Hacker News new | ask | show | jobs
by bb88 831 days ago
Working with threads is a pain regardless of which language you use.

Some might say: "Use Go!" Alas: https://songlh.github.io/paper/go-study.pdf

After a couple decades of coding, I can say that threading is better if it's tightly controlled, limited to usages of tight parallelism of an algorithm.

Where it doesn't work is in a generic worker pool where you need to put mutex locks around everything -- and then prod randomly deadlocks in ways the developer boxes can't recreate.

5 comments

> After a couple decades of coding, I can say that threading is better if it's tightly controlled, limited to usages of tight parallelism of an algorithm.
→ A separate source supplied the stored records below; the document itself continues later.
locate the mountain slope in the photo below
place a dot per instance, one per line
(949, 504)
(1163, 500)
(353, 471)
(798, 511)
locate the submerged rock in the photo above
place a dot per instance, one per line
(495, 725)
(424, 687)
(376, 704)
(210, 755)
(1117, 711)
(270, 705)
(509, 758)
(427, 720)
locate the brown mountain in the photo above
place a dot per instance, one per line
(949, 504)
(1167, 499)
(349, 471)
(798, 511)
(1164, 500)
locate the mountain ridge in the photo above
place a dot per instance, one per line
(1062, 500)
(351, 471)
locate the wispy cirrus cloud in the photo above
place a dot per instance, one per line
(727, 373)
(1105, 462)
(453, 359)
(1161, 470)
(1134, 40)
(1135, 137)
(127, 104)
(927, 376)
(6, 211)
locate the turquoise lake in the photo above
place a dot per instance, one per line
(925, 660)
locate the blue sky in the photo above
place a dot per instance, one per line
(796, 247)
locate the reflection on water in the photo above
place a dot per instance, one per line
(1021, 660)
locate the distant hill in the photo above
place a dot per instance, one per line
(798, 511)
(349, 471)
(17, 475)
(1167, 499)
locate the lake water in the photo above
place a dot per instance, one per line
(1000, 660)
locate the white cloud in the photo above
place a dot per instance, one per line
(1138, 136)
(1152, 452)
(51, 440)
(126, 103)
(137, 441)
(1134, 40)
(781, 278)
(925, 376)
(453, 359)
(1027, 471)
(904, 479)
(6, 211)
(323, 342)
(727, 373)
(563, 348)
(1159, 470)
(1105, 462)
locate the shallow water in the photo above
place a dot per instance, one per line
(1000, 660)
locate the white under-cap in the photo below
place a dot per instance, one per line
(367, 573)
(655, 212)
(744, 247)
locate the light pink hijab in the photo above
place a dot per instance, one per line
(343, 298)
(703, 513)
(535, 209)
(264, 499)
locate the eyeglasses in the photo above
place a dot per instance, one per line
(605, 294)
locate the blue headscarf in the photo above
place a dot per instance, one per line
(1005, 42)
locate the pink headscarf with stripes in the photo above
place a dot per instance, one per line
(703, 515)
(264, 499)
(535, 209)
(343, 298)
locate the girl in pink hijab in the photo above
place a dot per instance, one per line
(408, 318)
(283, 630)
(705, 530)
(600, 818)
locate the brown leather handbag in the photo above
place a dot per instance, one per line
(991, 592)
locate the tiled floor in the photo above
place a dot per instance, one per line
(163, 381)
This may be a case of violent agreement, but there are a few clear cases where multithreading is easily viable. The best case is some sort of parallel-for construct, even if you include parallel reductions, although there may need to be some smarts around how to do the reduction (e.g., different methods for reduce-within-thread versus reduce-across-thread). You can extend this to heterogeneous parallel computations, a general, structured fork-join form of concurrency. But in both cases, you essentially have to forbid inter-thread communication between the fork and the join parameters. There's another case you might be able to make work, where you have a thread act as an internal server that runs all requests to completion before attempting to take on more work.

What the paper you link to is pointing out, in short, is that message passing doesn't necessarily free you from the burden of shared-mutable-state-is-bad concurrency. The underlying problem is largely that communication between different threads (or even tasks within a thread) can only safely occur at a limited number of safe slots, and any communication outside of that is risky, be it an atomic RMW access, a mutex lock, or waiting on a message in a channel.

> Working with threads is a pain regardless of which language you use.

That's not true at all. F#, Elixir, Erlang, LabVIEW, and several other languages make it very easy. Python makes it incredibly tough.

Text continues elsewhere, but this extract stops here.